5. Record Cash Outflows
The expenses or cash outflows your startup is responsible for from capital and operational expenditures, as well as debt repayments, need to be taken into consideration.
Start with capital expenditures. This can include machinery, equipment, or other long-term investments. Secondly, operational expenditures such as utility bills, raw materials, marketing expenses, and taxes. Finally, you need to record debt repayments. These include any repayments for loans or other borrowings.
6. Factor in Payment Delays
It’s no secret that payments aren’t always made in time. When developing your cash flow forecast, factor in potential payment delays, regardless of the payment schedule you’re set for customers. Especially if your startup is offering credit terms to customers.
7. Calculate Monthly Cash Flow
Next, determine your startup’s monthly, or whichever time period you’re calculating for, cash flow from this month as well as previous months. To do this, subtract your total outflows from your total inflows to calculate your net cash flow for each individual month or time period.
8. Calculate Cumulative Cash Flow
To get a clear picture of your cumulative cash flow over the lifespan of your startup, combine each month’s (including this month) cash flow. If your total results in a negative number, it indicates potential cash shortages.

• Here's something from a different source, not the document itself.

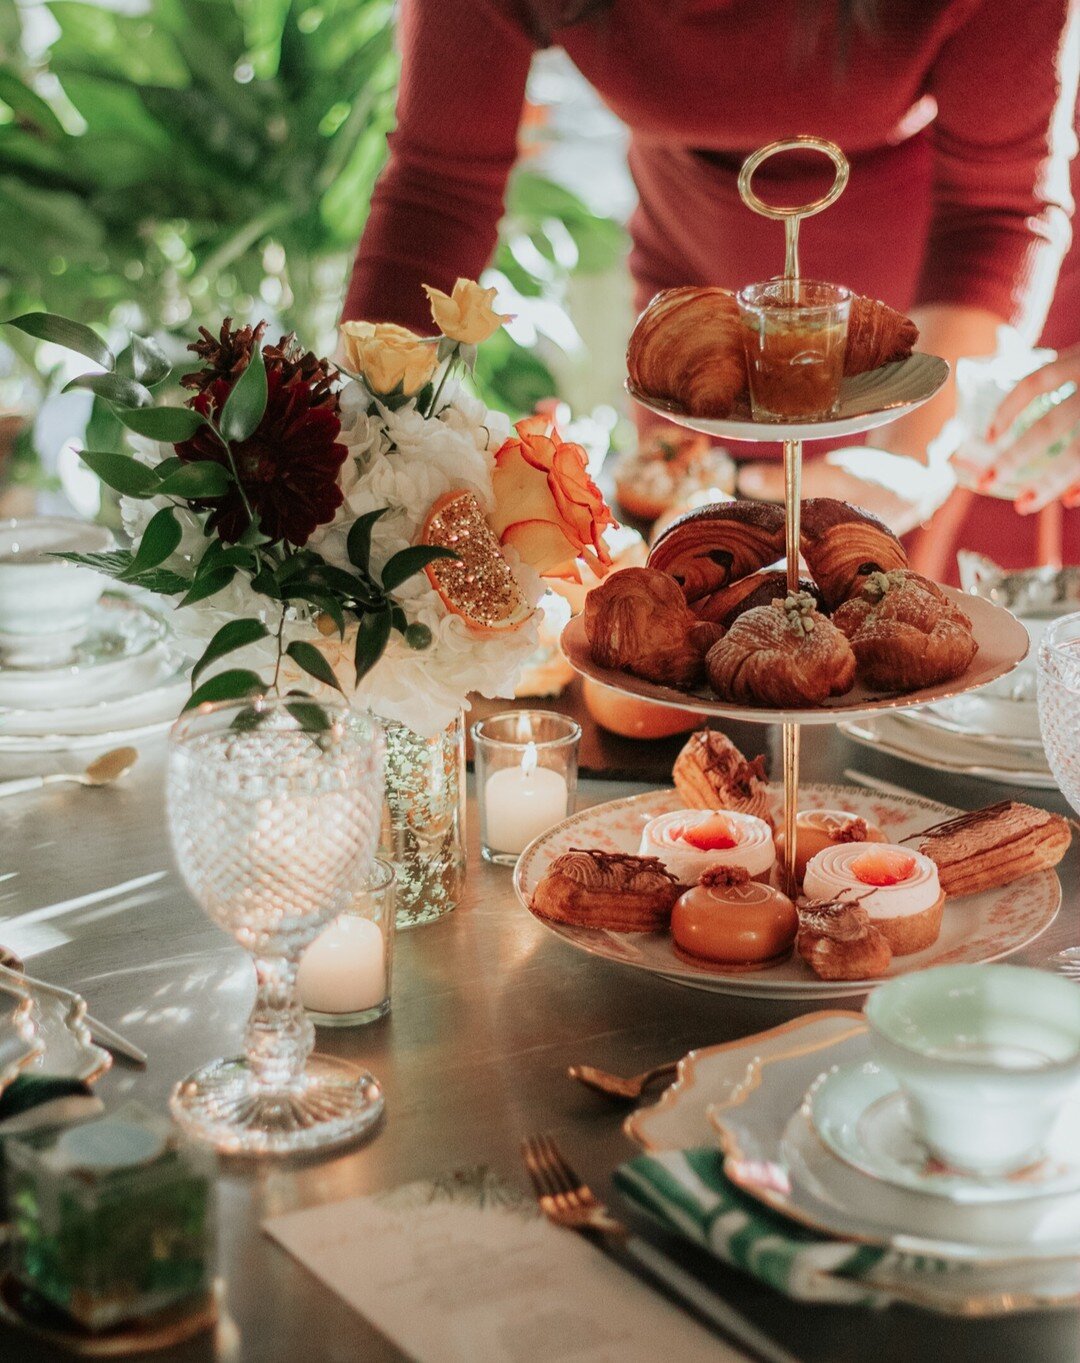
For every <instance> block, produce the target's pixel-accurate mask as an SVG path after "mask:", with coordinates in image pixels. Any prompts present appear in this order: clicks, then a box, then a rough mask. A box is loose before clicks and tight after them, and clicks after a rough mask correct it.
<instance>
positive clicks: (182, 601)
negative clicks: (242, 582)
mask: <svg viewBox="0 0 1080 1363" xmlns="http://www.w3.org/2000/svg"><path fill="white" fill-rule="evenodd" d="M235 577H236V568H214V570H213V571H211V572H206V574H203V577H200V578H198V579H196V581H195V582H194V583H192V586H191V589H190V592H188V593H187V594H185V596H184V597H181V600H180V601H179V602H177V605H194V604H195V602H196V601H205V600H206V598H207V597H211V596H215V594H217V593H218V592H222V590H224V589H225V587H226V586H228V585H229V583H230V582H232V579H233V578H235Z"/></svg>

9. Review and Adjust Regularly
Doing one cash flow forecast isn’t going to give you the information you need long-term. To ensure you’re monitoring the health and sustainability of your startup, reviews and adjustments to your forecast are critical.
Not only does this ensure you have a strong idea of your company’s cash position, it also helps you and your team make nimble decisions for the betterment and longevity of your company.

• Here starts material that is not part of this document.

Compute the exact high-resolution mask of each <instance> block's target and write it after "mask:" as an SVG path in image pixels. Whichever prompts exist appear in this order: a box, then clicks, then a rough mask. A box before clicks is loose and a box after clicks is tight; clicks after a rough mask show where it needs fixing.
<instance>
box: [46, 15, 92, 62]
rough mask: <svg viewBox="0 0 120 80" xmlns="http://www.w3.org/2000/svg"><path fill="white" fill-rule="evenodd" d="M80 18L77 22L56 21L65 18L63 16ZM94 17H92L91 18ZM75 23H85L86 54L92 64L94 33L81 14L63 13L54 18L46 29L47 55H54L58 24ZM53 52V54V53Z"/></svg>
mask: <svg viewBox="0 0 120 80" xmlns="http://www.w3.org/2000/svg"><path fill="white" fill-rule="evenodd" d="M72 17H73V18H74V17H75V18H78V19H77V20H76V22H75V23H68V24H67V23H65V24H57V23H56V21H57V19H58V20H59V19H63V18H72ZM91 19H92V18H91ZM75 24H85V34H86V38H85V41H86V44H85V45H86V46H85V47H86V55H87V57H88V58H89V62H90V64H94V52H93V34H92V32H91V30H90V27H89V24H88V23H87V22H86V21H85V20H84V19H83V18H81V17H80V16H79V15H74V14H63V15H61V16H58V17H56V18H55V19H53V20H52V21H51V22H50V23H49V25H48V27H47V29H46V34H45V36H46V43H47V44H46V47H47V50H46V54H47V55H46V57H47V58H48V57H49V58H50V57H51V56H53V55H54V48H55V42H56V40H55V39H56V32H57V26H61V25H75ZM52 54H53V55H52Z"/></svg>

10. Conduct Scenario Analysis
Finally, it may be a good idea to develop several forecasts that consider a variety of outcomes. This could be as simple as “best-case scenario,” “worst-case scenario,” and “most-likely scenario.” This can help you prepare for uncertainties and understand potential risks before they arise.

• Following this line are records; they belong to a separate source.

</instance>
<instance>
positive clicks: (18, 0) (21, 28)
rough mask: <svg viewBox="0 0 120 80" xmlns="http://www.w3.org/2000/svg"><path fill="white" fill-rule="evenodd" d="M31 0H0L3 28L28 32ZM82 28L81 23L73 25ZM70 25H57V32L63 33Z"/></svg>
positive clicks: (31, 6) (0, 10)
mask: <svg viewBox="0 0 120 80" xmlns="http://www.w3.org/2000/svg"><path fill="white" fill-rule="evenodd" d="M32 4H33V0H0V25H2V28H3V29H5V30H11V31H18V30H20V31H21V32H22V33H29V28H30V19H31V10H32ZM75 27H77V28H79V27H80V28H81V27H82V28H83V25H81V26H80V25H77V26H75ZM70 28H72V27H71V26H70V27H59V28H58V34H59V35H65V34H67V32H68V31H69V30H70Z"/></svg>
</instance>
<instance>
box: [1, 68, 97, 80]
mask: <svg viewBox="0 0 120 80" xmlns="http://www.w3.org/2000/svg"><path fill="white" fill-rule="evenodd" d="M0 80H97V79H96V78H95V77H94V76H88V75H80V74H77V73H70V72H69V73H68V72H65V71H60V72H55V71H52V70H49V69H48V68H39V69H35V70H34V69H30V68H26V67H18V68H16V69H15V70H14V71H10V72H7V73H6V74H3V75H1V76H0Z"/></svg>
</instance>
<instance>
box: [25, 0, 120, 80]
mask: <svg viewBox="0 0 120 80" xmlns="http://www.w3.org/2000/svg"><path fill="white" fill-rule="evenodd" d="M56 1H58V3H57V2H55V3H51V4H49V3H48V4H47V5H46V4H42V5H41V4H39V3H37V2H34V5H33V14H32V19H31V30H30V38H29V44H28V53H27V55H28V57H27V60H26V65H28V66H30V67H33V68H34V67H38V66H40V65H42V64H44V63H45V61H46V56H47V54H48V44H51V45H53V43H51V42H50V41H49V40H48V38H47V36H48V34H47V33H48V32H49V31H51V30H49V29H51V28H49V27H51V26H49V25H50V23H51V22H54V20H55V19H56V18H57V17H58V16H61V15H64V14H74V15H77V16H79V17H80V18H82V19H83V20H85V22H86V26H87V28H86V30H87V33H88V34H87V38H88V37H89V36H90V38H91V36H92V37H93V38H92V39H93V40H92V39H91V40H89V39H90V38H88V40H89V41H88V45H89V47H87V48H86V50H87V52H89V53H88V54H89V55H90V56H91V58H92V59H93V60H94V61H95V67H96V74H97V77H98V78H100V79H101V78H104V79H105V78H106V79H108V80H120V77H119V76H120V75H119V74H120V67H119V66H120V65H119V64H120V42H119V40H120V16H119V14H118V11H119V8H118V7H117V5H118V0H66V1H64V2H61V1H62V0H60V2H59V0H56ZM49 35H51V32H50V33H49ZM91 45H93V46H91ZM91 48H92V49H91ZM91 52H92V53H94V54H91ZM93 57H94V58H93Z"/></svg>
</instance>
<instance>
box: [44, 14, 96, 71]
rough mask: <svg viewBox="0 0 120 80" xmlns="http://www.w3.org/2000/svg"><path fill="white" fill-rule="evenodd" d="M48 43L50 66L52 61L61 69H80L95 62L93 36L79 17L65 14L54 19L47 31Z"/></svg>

Cash Flow Forecasting Tools for Startups
While it is possible to create a cash flow forecast for your startup on Google Sheets or Excel, there are several software options available to make creating and updating forecasts easier and more efficient.
QuickBooks is known primarily for its accounting software; however, the platform also offers services to forecast and manage cash flow statements. Simply connect your accounts to allow QuickBooks to track inflows and outflows then you will be able to monitor the overview of your startup’s cash position and projected cash flow on your dashboard.
Mosaic offers robust cash flow forecasting software that allows startups to forecast beyond cash flow. On the Mosaic platform, users can track net burn and liquidity in addition to cash flow using real-time data to ensure you are always aware of your startup’s cash position now and in the future.
Trovata leverages machine learning to provide comprehensive, valuable cash flow forecasting software that gives startup founders insight into their cash position. On the platform, users can adjust variables to better measure growth rates as well as model and plan strategies and potential investments.